MOSCOW (Reuters) - Russia’s former Economy Minister Alexei Ulyukayev privately argued to colleagues in government that the state should give up control over oil giant Rosneft, before he was arrested two weeks ago in a sting inside the company’s offices, according to two sources.
A source familiar with Ulyukayev's thinking, speaking before Ulyukayev was arrested on bribery charges on Nov. 15, told Reuters that the minister had been promoting the idea of reducing the government's stake in Rosneft ROSN.MM, Russia's biggest oil company, to below 50 percent.
The second source, a government official, confirmed that Ulyukayev had discussed this idea with other officials before he was detained.
“Ulyukayev was talking about that,” the second source said.
Several government officials who spoke to Reuters said that there was no evidence that his arrest was motivated by anything other than a desire to tackle corruption. Reuters has uncovered no evidence that Ulyukayev’s stance on state control of Rosneft was linked to his prosecution.
However, oil industry experts say any plan to reduce state control of Rosneft would have weakened the position of the company’s powerful boss Igor Sechin, a confidant of Vladimir Putin blacklisted by the United States as part of the Russian president’s inner circle.
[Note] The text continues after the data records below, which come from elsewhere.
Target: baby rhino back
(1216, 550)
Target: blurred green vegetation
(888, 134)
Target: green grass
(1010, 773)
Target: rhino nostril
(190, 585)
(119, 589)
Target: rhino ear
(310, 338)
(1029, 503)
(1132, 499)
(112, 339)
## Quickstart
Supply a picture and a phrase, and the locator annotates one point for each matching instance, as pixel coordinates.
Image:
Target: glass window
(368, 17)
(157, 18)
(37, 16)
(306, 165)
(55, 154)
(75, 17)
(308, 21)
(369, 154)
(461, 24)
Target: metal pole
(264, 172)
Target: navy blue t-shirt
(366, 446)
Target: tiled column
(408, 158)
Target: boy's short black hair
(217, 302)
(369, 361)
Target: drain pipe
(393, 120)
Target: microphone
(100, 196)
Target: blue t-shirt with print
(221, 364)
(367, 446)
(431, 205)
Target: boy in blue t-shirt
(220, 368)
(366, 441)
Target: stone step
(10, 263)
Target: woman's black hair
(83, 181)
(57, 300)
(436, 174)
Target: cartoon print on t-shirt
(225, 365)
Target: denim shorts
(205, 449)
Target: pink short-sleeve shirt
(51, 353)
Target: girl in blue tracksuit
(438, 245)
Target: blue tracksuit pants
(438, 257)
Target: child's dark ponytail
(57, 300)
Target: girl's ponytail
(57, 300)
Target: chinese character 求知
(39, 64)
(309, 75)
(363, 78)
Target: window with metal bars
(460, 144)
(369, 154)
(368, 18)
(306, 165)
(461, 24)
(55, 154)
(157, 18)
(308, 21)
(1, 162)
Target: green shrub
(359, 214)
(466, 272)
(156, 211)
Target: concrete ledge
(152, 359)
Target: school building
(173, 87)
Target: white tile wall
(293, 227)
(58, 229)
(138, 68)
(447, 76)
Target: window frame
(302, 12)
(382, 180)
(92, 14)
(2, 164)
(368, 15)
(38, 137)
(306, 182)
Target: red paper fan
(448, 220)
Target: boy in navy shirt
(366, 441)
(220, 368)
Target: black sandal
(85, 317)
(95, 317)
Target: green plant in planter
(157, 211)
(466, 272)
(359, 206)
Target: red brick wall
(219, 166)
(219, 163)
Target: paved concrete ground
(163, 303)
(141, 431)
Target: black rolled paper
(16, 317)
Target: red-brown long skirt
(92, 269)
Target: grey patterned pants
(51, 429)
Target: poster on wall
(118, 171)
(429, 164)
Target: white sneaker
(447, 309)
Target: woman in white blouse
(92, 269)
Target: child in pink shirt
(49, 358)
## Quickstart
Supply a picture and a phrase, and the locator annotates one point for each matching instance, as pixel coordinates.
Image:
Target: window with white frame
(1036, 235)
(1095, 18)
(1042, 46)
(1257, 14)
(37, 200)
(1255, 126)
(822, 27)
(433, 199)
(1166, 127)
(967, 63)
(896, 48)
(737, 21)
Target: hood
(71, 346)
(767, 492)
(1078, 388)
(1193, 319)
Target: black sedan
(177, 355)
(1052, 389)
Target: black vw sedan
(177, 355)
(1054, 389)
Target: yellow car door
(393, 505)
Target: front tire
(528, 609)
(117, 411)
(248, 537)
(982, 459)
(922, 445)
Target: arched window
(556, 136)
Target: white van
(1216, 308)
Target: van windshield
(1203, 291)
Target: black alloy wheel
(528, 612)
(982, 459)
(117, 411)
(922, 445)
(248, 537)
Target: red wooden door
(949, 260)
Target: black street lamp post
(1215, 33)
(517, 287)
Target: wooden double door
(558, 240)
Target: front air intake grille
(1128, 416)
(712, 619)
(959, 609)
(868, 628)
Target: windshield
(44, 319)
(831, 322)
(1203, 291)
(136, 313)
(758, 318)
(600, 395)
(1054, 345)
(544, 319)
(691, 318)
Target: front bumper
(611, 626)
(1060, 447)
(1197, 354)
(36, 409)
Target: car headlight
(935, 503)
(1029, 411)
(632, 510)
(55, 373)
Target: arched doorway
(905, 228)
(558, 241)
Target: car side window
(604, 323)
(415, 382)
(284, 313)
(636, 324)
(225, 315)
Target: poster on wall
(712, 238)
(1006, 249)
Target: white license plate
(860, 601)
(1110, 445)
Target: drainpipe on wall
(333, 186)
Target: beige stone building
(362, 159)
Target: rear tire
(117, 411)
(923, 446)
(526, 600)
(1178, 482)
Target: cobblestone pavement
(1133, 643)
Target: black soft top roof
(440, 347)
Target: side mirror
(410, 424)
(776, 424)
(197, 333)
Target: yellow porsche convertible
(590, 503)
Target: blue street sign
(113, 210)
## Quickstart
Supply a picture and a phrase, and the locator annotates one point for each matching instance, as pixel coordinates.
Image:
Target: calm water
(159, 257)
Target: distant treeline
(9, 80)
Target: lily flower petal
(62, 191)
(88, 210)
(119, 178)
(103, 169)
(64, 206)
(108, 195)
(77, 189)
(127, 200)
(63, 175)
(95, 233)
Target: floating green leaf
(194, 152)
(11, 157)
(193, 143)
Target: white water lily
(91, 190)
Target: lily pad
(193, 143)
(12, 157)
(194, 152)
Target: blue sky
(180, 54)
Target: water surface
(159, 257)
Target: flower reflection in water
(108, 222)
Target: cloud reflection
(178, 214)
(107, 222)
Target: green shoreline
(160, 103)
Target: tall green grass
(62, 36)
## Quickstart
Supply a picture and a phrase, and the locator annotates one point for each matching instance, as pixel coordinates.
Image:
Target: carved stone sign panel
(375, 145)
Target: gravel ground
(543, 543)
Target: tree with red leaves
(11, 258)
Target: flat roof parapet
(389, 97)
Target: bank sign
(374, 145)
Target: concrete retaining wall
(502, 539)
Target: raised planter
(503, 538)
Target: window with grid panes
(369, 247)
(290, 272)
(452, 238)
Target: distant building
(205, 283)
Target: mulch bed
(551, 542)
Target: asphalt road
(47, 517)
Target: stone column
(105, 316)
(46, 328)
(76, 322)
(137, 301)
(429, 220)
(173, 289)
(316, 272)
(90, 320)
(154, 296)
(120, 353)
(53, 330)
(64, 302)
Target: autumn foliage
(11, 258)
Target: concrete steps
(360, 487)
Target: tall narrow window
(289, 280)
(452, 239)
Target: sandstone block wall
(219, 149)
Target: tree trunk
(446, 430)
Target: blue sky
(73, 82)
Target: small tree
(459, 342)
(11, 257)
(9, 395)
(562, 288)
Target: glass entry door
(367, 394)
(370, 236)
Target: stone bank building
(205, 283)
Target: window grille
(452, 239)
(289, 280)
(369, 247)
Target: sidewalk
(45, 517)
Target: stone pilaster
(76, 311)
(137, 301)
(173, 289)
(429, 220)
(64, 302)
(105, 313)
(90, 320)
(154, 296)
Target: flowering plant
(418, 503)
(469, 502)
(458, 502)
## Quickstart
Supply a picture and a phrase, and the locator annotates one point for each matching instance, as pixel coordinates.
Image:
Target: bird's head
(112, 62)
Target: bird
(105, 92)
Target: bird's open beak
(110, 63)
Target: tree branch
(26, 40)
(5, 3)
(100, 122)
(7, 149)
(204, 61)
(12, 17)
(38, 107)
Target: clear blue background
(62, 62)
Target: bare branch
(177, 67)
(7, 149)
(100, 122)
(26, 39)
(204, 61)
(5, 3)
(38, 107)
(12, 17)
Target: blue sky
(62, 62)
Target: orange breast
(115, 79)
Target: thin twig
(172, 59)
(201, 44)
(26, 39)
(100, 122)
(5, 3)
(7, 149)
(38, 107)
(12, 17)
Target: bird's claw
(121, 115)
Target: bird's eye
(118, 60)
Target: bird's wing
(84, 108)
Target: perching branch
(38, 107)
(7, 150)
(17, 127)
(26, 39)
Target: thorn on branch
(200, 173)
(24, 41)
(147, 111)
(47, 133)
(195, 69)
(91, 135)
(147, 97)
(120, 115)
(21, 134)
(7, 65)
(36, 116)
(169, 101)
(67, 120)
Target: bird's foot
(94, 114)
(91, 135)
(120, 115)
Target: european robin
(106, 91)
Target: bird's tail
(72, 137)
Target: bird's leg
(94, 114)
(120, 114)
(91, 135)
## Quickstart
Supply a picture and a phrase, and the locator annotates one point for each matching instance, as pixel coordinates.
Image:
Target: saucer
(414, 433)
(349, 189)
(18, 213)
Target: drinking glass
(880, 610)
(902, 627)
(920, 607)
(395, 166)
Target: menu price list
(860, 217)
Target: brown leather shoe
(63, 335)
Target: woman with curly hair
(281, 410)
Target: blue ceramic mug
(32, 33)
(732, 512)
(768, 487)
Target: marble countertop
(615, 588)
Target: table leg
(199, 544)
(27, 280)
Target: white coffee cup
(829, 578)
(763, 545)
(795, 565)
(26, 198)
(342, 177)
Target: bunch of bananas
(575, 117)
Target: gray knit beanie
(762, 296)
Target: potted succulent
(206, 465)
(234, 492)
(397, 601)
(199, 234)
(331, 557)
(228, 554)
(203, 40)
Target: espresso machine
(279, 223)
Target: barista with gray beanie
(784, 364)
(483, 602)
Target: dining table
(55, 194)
Reuters sent written questions to the Kremlin and Rosneft, which provided no immediate response. Previously, Kremlin spokesman Dmitry Peskov has referred questions about Ulyukayev’s case to prosecutors. Roman Nesterov, the state investigator handling Ulyukayev’s case, declined to answer Reuters questions. Rosneft has praised law enforcement officials for “effective and adequate” action in detaining Ulyukayev.
Ulyukayev, who was fired hours after his arrest, denies the charges against him. He was the first sitting cabinet member to be arrested in more than two decades. The Kremlin and investigators say it is a straightforward criminal bribery case with no other targets.
Investigators say Ulyukayev tried to extort a $2 million bribe from Rosneft in exchange for approving its $5 billion purchase of a stake in mid-sized Russian oil firm Bashneft BANE.MM earlier this year.
The role of Rosneft in helping to prosecute the case has led some in Russia’s ruling elite to view it as part of a battle between powerful clans within the ruling elite.
Prosecutors say the company had alerted the authorities to the wrongdoing before security service officers swooped into its offices to arrest Ulyukayev, and several sources have said a member of the company’s security staff worked for weeks helping gather evidence against the economy minister.
Ulyukayev, 60, is under house arrest while he awaits trial. His lawyer Timofei Gridnev said confidentiality rules prevented him from answering Reuters questions about the case.
The Russian state controls Rosneft through a 69.5 percent stake held by state holding company Rosneftegaz.
Under a partial privatization planned for this year, the holding company is already expected to reduce its stake to 50 percent by selling off 19.5 percent. Rosneft itself is expected to buy those shares, though the government has said the shares should later be sold on to private investors. Ulyukayev’s idea, as described by the two sources, would have seen Rosneftegaz sell a further stake, reducing its share of Rosneft below 50 percent, with the rest being held by private investors. That would mean the state would no longer have direct control over the firm, although it would retain a blocking stake.
The source familiar with Ulyukayev’s thinking said the economy minister’s view was that government had to think about reducing Rosneftegaz’s stake to below 50 percent as part of efforts to increase privatization revenues, although he said this would not happen in the next three years.
The idea of the state ultimately ceding control over Rosneft had been floated before in government circles, but it has not been previously reported that Ulyukayev himself was actively promoting it in the period before his arrest.